Arthroscopy for Knee Osteoarthritis: Not Recommended
Arthroscopic surgery should NOT be performed for degenerative knee osteoarthritis, even after failed conservative management with physical therapy, weight loss, and medications. 1
Strong Recommendation Against Arthroscopy
The BMJ clinical practice guideline provides a strong recommendation against arthroscopic knee surgery in patients with degenerative knee disease, regardless of whether they have:
- Imaging evidence of osteoarthritis 1
- Meniscal tears 1
- Mechanical symptoms like clicking or "giving way" 1
- Sudden or gradual symptom onset 1
This recommendation is based on high-quality evidence showing that arthroscopy provides no clinically meaningful benefit over conservative management for pain or function. 1
Why Arthroscopy Fails in Osteoarthritis
The evidence demonstrates that arthroscopic debridement and/or partial meniscectomy:
- Does not improve pain beyond what conservative management achieves 1
- Does not improve functional outcomes 1
- Requires 2-6 weeks recovery time and at least 1-2 weeks off work 1
- Carries surgical risks without corresponding benefits 1
A 2016 landmark randomized controlled trial found that among patients with degenerative medial meniscus tears, knee arthroscopy was no better than exercise therapy alone. 1
The Only Exception: True Mechanical Locking
Arthroscopic lavage and debridement should only be considered if the patient has:
- A clear history of persistent, objective mechanical locking of the knee 1
- NOT for "gelling" (stiffness after immobility) 1
- NOT for "giving way" symptoms 1
- NOT for x-ray evidence of loose bodies alone 1
This is an extremely narrow indication and does not apply to the vast majority of osteoarthritis patients with failed conservative management.

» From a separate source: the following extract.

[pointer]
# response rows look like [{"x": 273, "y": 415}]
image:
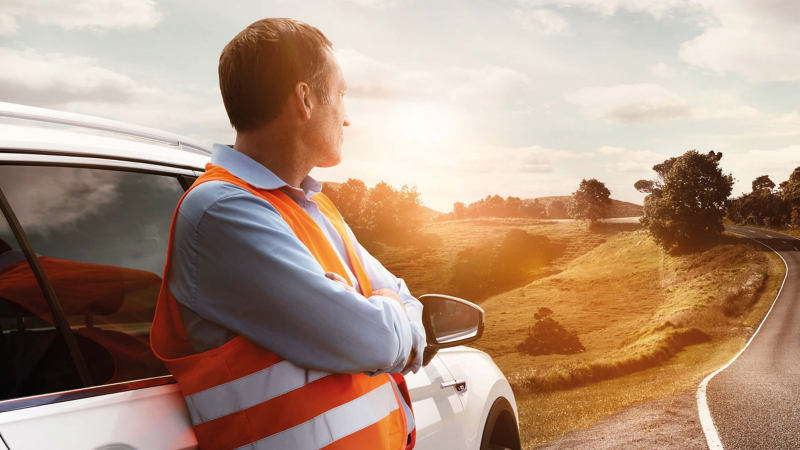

What Should Be Done Instead
Core Treatments That Must Be Optimized First
Before considering any surgical intervention, ensure the patient has received:
Non-pharmacological interventions:
- Structured exercise therapy focusing on local muscle strengthening and general aerobic fitness 2
- Weight loss interventions if overweight or obese 2
- Patient education to counter misconceptions about inevitable progression 2
- Appropriate footwear with shock-absorbing properties 2
- Assistive devices (walking aids) to reduce joint load 2
Pharmacological management:
- Paracetamol (acetaminophen) up to 4000 mg daily as first-line 2, 3
- Topical NSAIDs before oral NSAIDs 2
- Oral NSAIDs at lowest effective dose with proton pump inhibitor gastroprotection if topical agents fail 2, 3
- Intra-articular corticosteroid injection specifically for knee pain with effusion 2
When Surgery Is Appropriate
Total knee replacement is the only definitive surgical therapy for severe osteoarthritis and should be considered when: 1
- Joint symptoms substantially affect quality of life 1
- Symptoms remain refractory to comprehensive non-surgical treatment 1
- Referral should occur before prolonged and established functional limitation develops 1
Common Pitfalls to Avoid
Do not refer for arthroscopy based on:
- Patient frustration with persistent symptoms after conservative treatment 1
- Radiographic evidence of meniscal tears in the setting of osteoarthritis 1
- Mechanical symptoms like clicking, catching, or "giving way" 1
- The belief that "cleaning out" the joint will provide relief 1
Critical distinction: A 5-year retrospective study showed arthroscopy provided symptom relief only at 1-2 years but offered no benefit in decreasing or delaying eventual total knee arthroplasty compared to conservative treatment. 4 This temporary benefit does not justify the surgical risks and recovery burden when conservative management achieves similar outcomes without surgery.